An Update on My Next Pattern
And for those of you who have been asking about Liesl’s Edelweiss Dress pattern, first of all I want to thank you for your patience. 2013 was actually the first year since 2009 that I haven’t put out a pattern, due to some very unexpected and unforeseen things that came up in my life which prevented me from being able to put much time into pattern drafting. Sometimes “life happens” even to the most organized of all of us, and last year I had some things I needed to help with for an extended period of time that left me little time for much else.
That being said, yes, the pattern is very close to completion. And no, I don’t know exactly when it will be ready to order. At this point the dress is almost ready for photographs and the pattern is all but finished in size 12 (standard pattern size), but I still need to grade the pattern to the other sizes and write the instructions. I am trying to put in a few hours a week on the pattern right now – sometimes that happens and sometimes it doesn’t, but I am sincerely hoping that I can have it ready soon! I am SO EXCITED with the way the dress has turned out!! I think it is probably the most accurate of all the patterns I’ve made as far as reproductions go. And I am looking forward to sharing photos when I get closer to having the pattern printed.
I want to finish by saying a great big, “Thank you!” to all the ladies who have shared these photos of their dresses, to all of you who comment on the blog and send me emails, who repin some of my favorite 1950s pictures on my Pinterest boards, and share my love of beautiful vintage clothing in general. Even though I’ve never met most of you in “real life”, I have been so delighted and amazed over the last several years to hear from such a large number of you about similar interests we share in costuming, vintage dresses, and sewing.
In this fast-paced world where beautiful clothing is nearly extinct, it is comforting to know that I’m not the only person who squeals when I see a stunning 1950s evening gown, who has all the costumes from “Anne of Avonlea” memorized, or who thinks that a wardrobe fashioned after ”The Sound of Music” is the ideal choice for today.

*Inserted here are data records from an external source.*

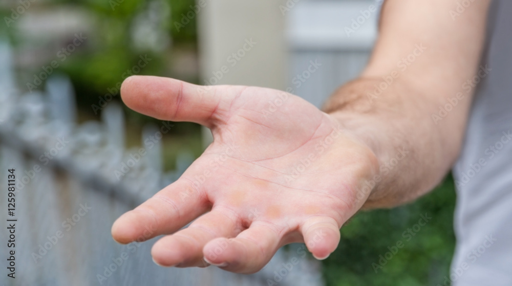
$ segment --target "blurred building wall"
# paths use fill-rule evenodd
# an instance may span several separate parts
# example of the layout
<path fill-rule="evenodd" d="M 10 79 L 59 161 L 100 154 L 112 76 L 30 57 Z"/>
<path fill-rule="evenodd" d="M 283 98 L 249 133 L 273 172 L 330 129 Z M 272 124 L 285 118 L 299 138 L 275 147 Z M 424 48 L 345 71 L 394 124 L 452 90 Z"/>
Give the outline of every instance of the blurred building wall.
<path fill-rule="evenodd" d="M 284 89 L 284 19 L 279 7 L 284 3 L 197 1 L 204 5 L 197 13 L 201 83 Z"/>

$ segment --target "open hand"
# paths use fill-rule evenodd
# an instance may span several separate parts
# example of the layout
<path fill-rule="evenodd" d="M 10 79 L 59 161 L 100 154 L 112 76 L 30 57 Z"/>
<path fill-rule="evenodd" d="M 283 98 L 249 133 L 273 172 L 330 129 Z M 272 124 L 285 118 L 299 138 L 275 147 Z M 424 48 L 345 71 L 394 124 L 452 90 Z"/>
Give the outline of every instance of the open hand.
<path fill-rule="evenodd" d="M 150 76 L 127 79 L 121 96 L 136 111 L 196 122 L 214 136 L 179 180 L 112 227 L 123 244 L 167 235 L 152 250 L 159 265 L 206 261 L 250 273 L 297 242 L 324 259 L 369 195 L 360 190 L 376 173 L 373 152 L 343 122 L 299 97 Z"/>

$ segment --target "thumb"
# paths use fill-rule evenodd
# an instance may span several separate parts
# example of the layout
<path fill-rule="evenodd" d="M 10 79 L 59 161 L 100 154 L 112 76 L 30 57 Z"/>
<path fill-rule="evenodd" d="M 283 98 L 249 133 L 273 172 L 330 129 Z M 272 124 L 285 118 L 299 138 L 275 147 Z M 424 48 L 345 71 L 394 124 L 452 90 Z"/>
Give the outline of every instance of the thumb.
<path fill-rule="evenodd" d="M 226 111 L 241 86 L 201 86 L 173 78 L 133 76 L 121 87 L 121 97 L 133 110 L 172 121 L 210 127 L 225 120 Z"/>

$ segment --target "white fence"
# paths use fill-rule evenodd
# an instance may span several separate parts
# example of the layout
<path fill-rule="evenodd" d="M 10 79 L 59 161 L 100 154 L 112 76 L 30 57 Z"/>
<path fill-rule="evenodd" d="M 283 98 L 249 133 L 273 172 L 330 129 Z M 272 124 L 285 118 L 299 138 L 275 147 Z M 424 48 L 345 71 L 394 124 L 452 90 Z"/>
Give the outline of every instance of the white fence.
<path fill-rule="evenodd" d="M 11 58 L 9 47 L 0 43 L 2 285 L 322 284 L 319 264 L 303 258 L 303 246 L 280 251 L 260 272 L 243 275 L 214 267 L 158 267 L 150 255 L 155 239 L 114 242 L 114 220 L 176 180 L 193 158 L 182 154 L 177 169 L 166 172 L 160 141 L 141 156 L 134 155 L 138 148 L 125 150 L 122 109 L 112 103 L 101 122 L 77 124 L 73 87 L 65 77 L 47 80 L 44 93 L 18 94 Z M 144 128 L 143 142 L 160 127 Z M 10 169 L 15 170 L 12 216 L 7 210 Z M 15 248 L 8 248 L 7 228 L 13 223 Z M 15 279 L 7 276 L 10 250 L 15 251 Z M 297 258 L 298 264 L 290 263 Z"/>

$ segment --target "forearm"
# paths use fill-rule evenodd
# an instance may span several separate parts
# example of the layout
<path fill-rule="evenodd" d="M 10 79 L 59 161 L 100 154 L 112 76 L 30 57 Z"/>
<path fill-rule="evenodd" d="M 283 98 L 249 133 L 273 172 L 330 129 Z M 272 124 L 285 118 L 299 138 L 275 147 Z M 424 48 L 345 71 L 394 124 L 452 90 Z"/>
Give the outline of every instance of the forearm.
<path fill-rule="evenodd" d="M 488 5 L 475 2 L 454 20 L 449 11 L 455 1 L 386 3 L 368 67 L 324 107 L 378 159 L 366 208 L 415 199 L 437 184 L 456 159 L 473 91 L 463 84 L 477 74 Z M 408 5 L 419 5 L 425 7 L 416 7 L 417 14 L 403 13 L 414 10 Z M 413 26 L 418 22 L 420 28 Z M 445 108 L 449 103 L 452 108 Z M 450 110 L 441 117 L 440 107 Z"/>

It’s nice to know that I’m not the only girl who thinks that crinolines should be worn every day in an ideal world, whose idea of good fun is not reading the trashy magazines called “popular” by today’s culture but who would far rather read vintage 1940s fashion magazines, and who would much rather sew her own party dress made to look like a 1950s film costume than go to the mall and buy one of those sorry looking contraptions that passes for a dress nowadays and are often six inches or more above the knee. (Um, “dress”? I don’t think so! ) Those of us who often hear we were “born in the wrong decade” can have the tendency to wish we were born one hundred years ago (or even seventy years ago), but I for one am thankful that there are so many of us so-called “old fashioned” ladies living today! I think this world needs lots of us who aren’t afraid to wear a 1950s circle skirt and cardigan to the grocery store, who don’t mind standing out for wearing a real hat and vintage gloves, and who would rather be known for wearing more fabric rather than less. Don’t ever feel like you need to fit in with ripped-up jeans and sloppy t-shirts if you don’t want to! I am so thankful for each and every one of you, and I am so much looking forward to sharing more projects with you in the future! Keep up the good work, girls!